Нельзя поправить смерть
Разноцветная стайка малышей, покрикивая и посмеиваясь, высыпает из палат детской клинической больницы. Волонтер ведет детей по длинному серому коридору. Пару пролетов вверх — и вот коричневая дверь с табличкой «Шередарь». Здесь два раза в неделю волотнеры помогают детям на несколько часов забыть про боль и страх.
— Как дела? — встречает малышню высокая девушка Катя. Некоторые ребята едва достают ей по пояс. Странно, но ей как-то удается смотреть на них не сверху вниз.
— Все плохо! Будем грустить, — хитро щурится черноволосый мальчик и смотрит выжидающе.
— Нет, не будем! У нас сегодня другие планы, — Катя опытный волонтер и на провокации не поддается. Мальчик довольно смеется и юлой вертится на месте. Ему хочется скорее куда-то бежать и что-то делать — прогнать зуд и прыгучесть в ногах, которые накопились за целый день в больничной палате.
Шери выдают ребятам безликие маски животных и фломастеры. Каждый из них должен разрисовать бумажную мордочку сам. Чтобы потом надеть маску и превратиться в сильного медведя или бесстрашного льва.
— Ну вот, опять ничего не получается, — рисует кривой треугольник вместо уха мальчик с янтарными глазами в пол-лица. Он быстро отворачивается, чтобы незаметно смахнуть слезу.
— Давай я поставлю тебе точки, а ты их обведешь, — предлагает ему шери. Мальчик хлюпает носом, упрямится и наконец соглашается. Неуверенно, но зато сам, он рисует обезьяну по трафарету.
«Сам» — это, пожалуй, главное слово каждого шери. Они подбадривают малышей, но помогать им не торопятся. Не понимаю, как они так стойко держатся!
— Рак делает детей беспомощными, — говорит девушка с красивым именем Балжан. — Тут все решают за них: когда есть, когда спать, когда таблетки принимать. Поэтому постепенно ребята теряют уверенность в себе. Наша задача — подтолкнуть их вперед, чтобы они поверили в себя.
— Тебе не хочется пожалеть их? — я краем глаза слежу за мальчиком, который пыхтит над маской панды.

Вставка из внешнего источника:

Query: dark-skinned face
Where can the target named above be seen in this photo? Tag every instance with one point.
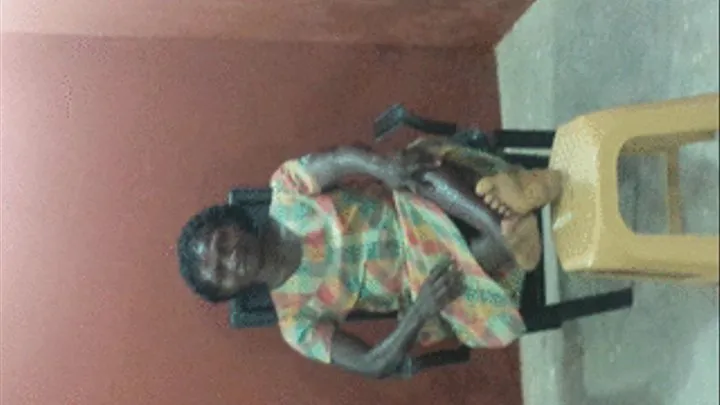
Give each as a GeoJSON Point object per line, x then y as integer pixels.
{"type": "Point", "coordinates": [229, 259]}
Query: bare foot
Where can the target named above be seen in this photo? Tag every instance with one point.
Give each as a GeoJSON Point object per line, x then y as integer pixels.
{"type": "Point", "coordinates": [519, 192]}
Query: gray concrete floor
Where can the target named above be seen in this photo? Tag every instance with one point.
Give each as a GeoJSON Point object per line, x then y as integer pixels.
{"type": "Point", "coordinates": [568, 57]}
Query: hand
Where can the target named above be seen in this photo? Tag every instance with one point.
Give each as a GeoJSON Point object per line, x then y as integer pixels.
{"type": "Point", "coordinates": [442, 287]}
{"type": "Point", "coordinates": [405, 169]}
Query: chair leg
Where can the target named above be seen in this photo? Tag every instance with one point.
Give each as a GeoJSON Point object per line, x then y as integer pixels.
{"type": "Point", "coordinates": [553, 316]}
{"type": "Point", "coordinates": [523, 139]}
{"type": "Point", "coordinates": [441, 358]}
{"type": "Point", "coordinates": [527, 161]}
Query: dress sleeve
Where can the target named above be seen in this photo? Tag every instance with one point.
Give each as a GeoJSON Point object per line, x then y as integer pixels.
{"type": "Point", "coordinates": [308, 335]}
{"type": "Point", "coordinates": [292, 177]}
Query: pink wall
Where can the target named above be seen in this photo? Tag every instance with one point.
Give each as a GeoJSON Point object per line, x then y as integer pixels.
{"type": "Point", "coordinates": [409, 22]}
{"type": "Point", "coordinates": [109, 145]}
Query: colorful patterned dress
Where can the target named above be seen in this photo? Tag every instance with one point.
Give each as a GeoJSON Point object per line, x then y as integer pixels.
{"type": "Point", "coordinates": [370, 249]}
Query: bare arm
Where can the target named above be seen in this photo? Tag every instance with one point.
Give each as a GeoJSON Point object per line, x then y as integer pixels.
{"type": "Point", "coordinates": [352, 354]}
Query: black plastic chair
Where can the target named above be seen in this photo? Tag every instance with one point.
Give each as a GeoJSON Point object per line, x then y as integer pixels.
{"type": "Point", "coordinates": [254, 308]}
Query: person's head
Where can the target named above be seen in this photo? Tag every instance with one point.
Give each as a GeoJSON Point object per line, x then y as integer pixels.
{"type": "Point", "coordinates": [219, 252]}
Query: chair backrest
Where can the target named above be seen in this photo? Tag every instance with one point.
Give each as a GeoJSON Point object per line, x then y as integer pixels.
{"type": "Point", "coordinates": [253, 307]}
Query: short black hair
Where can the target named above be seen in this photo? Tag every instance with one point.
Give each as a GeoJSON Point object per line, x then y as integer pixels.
{"type": "Point", "coordinates": [195, 230]}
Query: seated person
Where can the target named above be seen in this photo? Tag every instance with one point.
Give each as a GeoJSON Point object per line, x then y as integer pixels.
{"type": "Point", "coordinates": [332, 248]}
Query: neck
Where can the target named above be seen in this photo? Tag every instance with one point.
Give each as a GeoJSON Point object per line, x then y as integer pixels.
{"type": "Point", "coordinates": [279, 256]}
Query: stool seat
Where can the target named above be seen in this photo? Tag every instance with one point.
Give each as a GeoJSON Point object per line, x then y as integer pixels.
{"type": "Point", "coordinates": [589, 231]}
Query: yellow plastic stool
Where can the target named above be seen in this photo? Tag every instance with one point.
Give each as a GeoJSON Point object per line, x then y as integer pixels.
{"type": "Point", "coordinates": [590, 234]}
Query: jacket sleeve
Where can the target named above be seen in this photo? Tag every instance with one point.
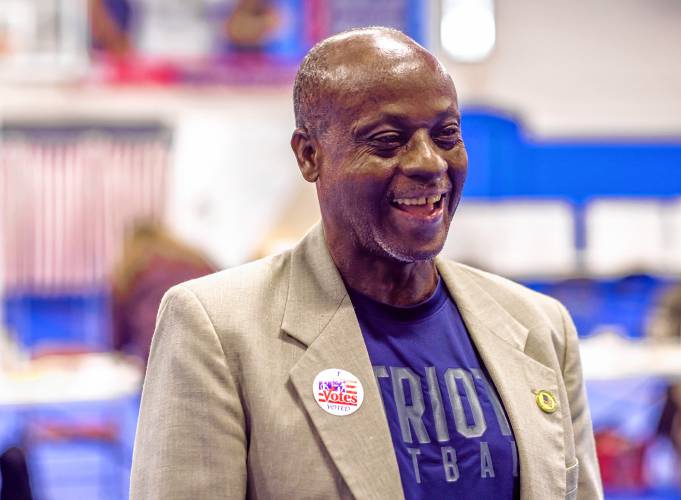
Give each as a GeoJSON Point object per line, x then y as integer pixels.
{"type": "Point", "coordinates": [191, 440]}
{"type": "Point", "coordinates": [589, 485]}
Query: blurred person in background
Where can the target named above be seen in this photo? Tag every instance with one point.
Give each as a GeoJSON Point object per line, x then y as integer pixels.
{"type": "Point", "coordinates": [664, 326]}
{"type": "Point", "coordinates": [359, 364]}
{"type": "Point", "coordinates": [152, 261]}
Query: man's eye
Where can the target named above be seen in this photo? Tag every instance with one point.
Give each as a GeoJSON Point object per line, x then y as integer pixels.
{"type": "Point", "coordinates": [387, 139]}
{"type": "Point", "coordinates": [449, 132]}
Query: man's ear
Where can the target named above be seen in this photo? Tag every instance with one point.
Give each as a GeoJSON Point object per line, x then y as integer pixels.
{"type": "Point", "coordinates": [305, 149]}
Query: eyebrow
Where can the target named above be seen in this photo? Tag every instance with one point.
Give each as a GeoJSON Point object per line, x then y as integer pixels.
{"type": "Point", "coordinates": [364, 126]}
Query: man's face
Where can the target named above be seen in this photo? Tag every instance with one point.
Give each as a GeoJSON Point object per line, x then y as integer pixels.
{"type": "Point", "coordinates": [392, 163]}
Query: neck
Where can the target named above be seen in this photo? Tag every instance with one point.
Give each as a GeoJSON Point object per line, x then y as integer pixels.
{"type": "Point", "coordinates": [382, 278]}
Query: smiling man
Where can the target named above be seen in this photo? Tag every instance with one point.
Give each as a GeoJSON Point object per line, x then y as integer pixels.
{"type": "Point", "coordinates": [359, 364]}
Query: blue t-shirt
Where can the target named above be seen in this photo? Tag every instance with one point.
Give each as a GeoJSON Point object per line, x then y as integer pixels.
{"type": "Point", "coordinates": [450, 432]}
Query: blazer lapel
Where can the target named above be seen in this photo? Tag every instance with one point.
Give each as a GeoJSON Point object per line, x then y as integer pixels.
{"type": "Point", "coordinates": [500, 340]}
{"type": "Point", "coordinates": [320, 315]}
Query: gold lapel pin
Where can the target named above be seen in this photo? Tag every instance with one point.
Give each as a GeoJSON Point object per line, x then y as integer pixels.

Все рисуют, а он сосредоточенно смотрит на пустой лист бумаги, как будто хочет там что-то разглядеть.
— Конечно, хочется, особенно когда они приходят и рассказывают, что им пересадили почку. Но я знаю, что жалеть нельзя. В ирландском реабилитационном лагере я познакомилась с мальчиком, у которого после рака не работала рука. И знаешь что? Он абсолютно не комплексовал по этому поводу. Потому что мама его не жалела, а заставляла ездить в лагери, общаться с другими детьми. Она относилась к нему как к здоровому ребенку.
— А это возможно — восстановиться после тяжелой болезни?

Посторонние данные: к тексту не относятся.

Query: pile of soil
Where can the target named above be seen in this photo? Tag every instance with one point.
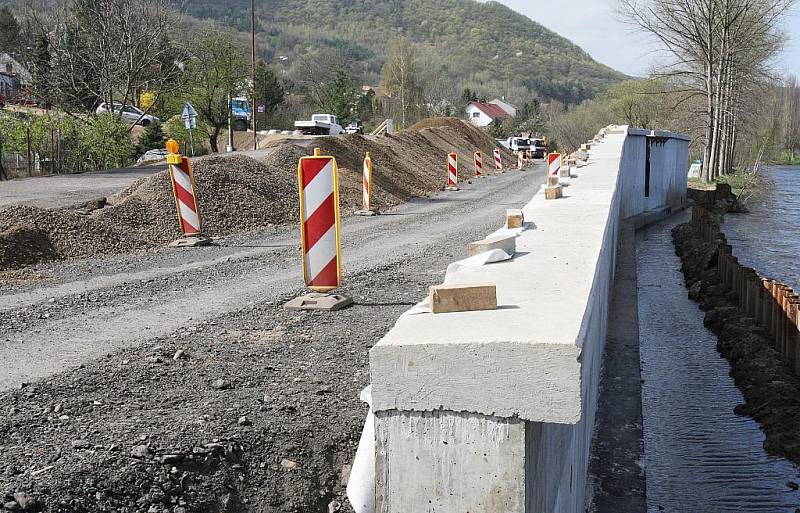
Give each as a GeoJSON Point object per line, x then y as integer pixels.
{"type": "Point", "coordinates": [770, 387]}
{"type": "Point", "coordinates": [239, 194]}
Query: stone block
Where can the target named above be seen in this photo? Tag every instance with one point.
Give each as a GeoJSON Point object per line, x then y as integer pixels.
{"type": "Point", "coordinates": [463, 298]}
{"type": "Point", "coordinates": [514, 218]}
{"type": "Point", "coordinates": [553, 192]}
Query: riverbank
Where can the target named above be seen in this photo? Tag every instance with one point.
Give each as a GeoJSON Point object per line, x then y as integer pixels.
{"type": "Point", "coordinates": [769, 385]}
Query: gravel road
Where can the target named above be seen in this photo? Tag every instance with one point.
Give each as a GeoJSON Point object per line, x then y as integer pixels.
{"type": "Point", "coordinates": [67, 190]}
{"type": "Point", "coordinates": [278, 391]}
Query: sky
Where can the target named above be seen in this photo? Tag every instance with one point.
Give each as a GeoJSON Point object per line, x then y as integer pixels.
{"type": "Point", "coordinates": [594, 26]}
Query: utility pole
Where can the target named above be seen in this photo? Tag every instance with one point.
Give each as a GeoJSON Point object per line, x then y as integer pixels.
{"type": "Point", "coordinates": [253, 107]}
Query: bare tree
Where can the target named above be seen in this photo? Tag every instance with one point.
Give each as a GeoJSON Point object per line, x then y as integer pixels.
{"type": "Point", "coordinates": [791, 115]}
{"type": "Point", "coordinates": [110, 50]}
{"type": "Point", "coordinates": [720, 50]}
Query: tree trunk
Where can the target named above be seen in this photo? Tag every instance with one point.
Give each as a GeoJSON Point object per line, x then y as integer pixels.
{"type": "Point", "coordinates": [212, 141]}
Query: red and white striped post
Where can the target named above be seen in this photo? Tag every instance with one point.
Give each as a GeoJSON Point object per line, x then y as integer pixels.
{"type": "Point", "coordinates": [498, 160]}
{"type": "Point", "coordinates": [452, 171]}
{"type": "Point", "coordinates": [366, 191]}
{"type": "Point", "coordinates": [319, 222]}
{"type": "Point", "coordinates": [553, 189]}
{"type": "Point", "coordinates": [183, 190]}
{"type": "Point", "coordinates": [553, 168]}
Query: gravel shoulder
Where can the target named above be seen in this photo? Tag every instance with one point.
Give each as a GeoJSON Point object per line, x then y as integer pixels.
{"type": "Point", "coordinates": [174, 381]}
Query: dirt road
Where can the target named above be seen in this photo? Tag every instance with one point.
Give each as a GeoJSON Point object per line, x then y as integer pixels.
{"type": "Point", "coordinates": [278, 390]}
{"type": "Point", "coordinates": [67, 190]}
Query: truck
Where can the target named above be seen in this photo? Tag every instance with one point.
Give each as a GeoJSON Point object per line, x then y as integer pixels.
{"type": "Point", "coordinates": [320, 124]}
{"type": "Point", "coordinates": [240, 113]}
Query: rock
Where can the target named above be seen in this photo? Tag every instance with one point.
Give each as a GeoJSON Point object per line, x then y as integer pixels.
{"type": "Point", "coordinates": [171, 459]}
{"type": "Point", "coordinates": [24, 500]}
{"type": "Point", "coordinates": [289, 464]}
{"type": "Point", "coordinates": [221, 384]}
{"type": "Point", "coordinates": [141, 452]}
{"type": "Point", "coordinates": [81, 444]}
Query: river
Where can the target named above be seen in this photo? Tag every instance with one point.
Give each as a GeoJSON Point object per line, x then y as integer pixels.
{"type": "Point", "coordinates": [773, 222]}
{"type": "Point", "coordinates": [699, 456]}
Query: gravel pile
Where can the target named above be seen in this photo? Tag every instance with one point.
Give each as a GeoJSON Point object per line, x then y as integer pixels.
{"type": "Point", "coordinates": [239, 194]}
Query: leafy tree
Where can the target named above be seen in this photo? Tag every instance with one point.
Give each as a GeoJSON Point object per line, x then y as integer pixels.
{"type": "Point", "coordinates": [10, 35]}
{"type": "Point", "coordinates": [216, 71]}
{"type": "Point", "coordinates": [341, 96]}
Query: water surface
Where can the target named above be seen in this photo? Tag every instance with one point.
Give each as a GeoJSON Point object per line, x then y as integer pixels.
{"type": "Point", "coordinates": [700, 457]}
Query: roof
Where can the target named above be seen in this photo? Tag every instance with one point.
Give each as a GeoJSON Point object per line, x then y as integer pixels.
{"type": "Point", "coordinates": [491, 110]}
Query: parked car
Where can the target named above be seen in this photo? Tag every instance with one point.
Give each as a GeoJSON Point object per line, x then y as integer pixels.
{"type": "Point", "coordinates": [539, 148]}
{"type": "Point", "coordinates": [128, 113]}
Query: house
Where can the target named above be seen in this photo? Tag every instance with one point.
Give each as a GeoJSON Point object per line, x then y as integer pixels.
{"type": "Point", "coordinates": [8, 85]}
{"type": "Point", "coordinates": [11, 66]}
{"type": "Point", "coordinates": [484, 114]}
{"type": "Point", "coordinates": [503, 104]}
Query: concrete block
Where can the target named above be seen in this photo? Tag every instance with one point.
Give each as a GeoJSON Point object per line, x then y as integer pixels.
{"type": "Point", "coordinates": [514, 218]}
{"type": "Point", "coordinates": [507, 244]}
{"type": "Point", "coordinates": [554, 192]}
{"type": "Point", "coordinates": [449, 462]}
{"type": "Point", "coordinates": [463, 298]}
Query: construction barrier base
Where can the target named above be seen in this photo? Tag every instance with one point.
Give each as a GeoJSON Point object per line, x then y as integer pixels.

— Непросто прийти в себя после нескольких лет изоляции и страха смерти, — кивает она. — Я это знаю по себе, потому что два года боролась с раком. На пике болезни я похудела на десять килограммов. Когда меня увидела подруга, она разрыдалась. И тогда мне стало по-настоящему страшно.
Я невольно оглядываю ее и не замечаю ни малейшего отпечатка болезни.
— Все это время мне помогали родители. Они заботились обо мне и любили еще больше, чем раньше. Когда я выздоровела, мне тоже захотелось кому-то помочь. Потом мне знакомый рассказал о «Шередаре»… До сих пор я здесь, потому что понимаю этих детей во всем.
— Эй, помогите Диме, — машет нам ладошкой мальчик-юла и тычет пальцем в своего соседа с взъерошенными волосами.
— Мне бы глаза панде нарисовать, — виновато просит он.
— Давай попробуем: я нарисую один, а ты — второй, — предлагаю ему я.
— А если не получится?
— Ничего страшного. В жизни все можно поправить, — пытаюсь подбодрить его я и улыбаюсь шире, чем обычно.
— Все поправить нельзя, — бурчит он себе под нос.
— Почему? — я складываю губы дудочкой, готовясь выдать новый жизнерадостный ответ.
— Потому что нельзя поправить смерть. — Маленький мальчик смотрит на меня глазами мудрого старика. И я не знаю, что на это возразить.
Я хотел жить
— Я заглянула в глаза смерти, когда Гоше было два года, — Мария Савельева делает глубокий вдох и отворачивается к окну. Там тихо падает снег. — Когда в больнице мне дали справку с анализами, я сразу все поняла — я же в прошлом детский врач. Нам предложили пересдать кровь на случай, если кто-то анализы перепутал. Но мне от этого не стало легче. Мои дети сдавали кровь в один день. Если Гоша был здоров, значит, скорее всего, болел другой мой ребенок: Настя, Аня или Сережа.
Но болел все-таки Гоша. Эта новость не сильно напугала Савельевых. Так вышло, что они уже заранее готовились к ней. И даже успели разработать план и стратегию победы над болезнью.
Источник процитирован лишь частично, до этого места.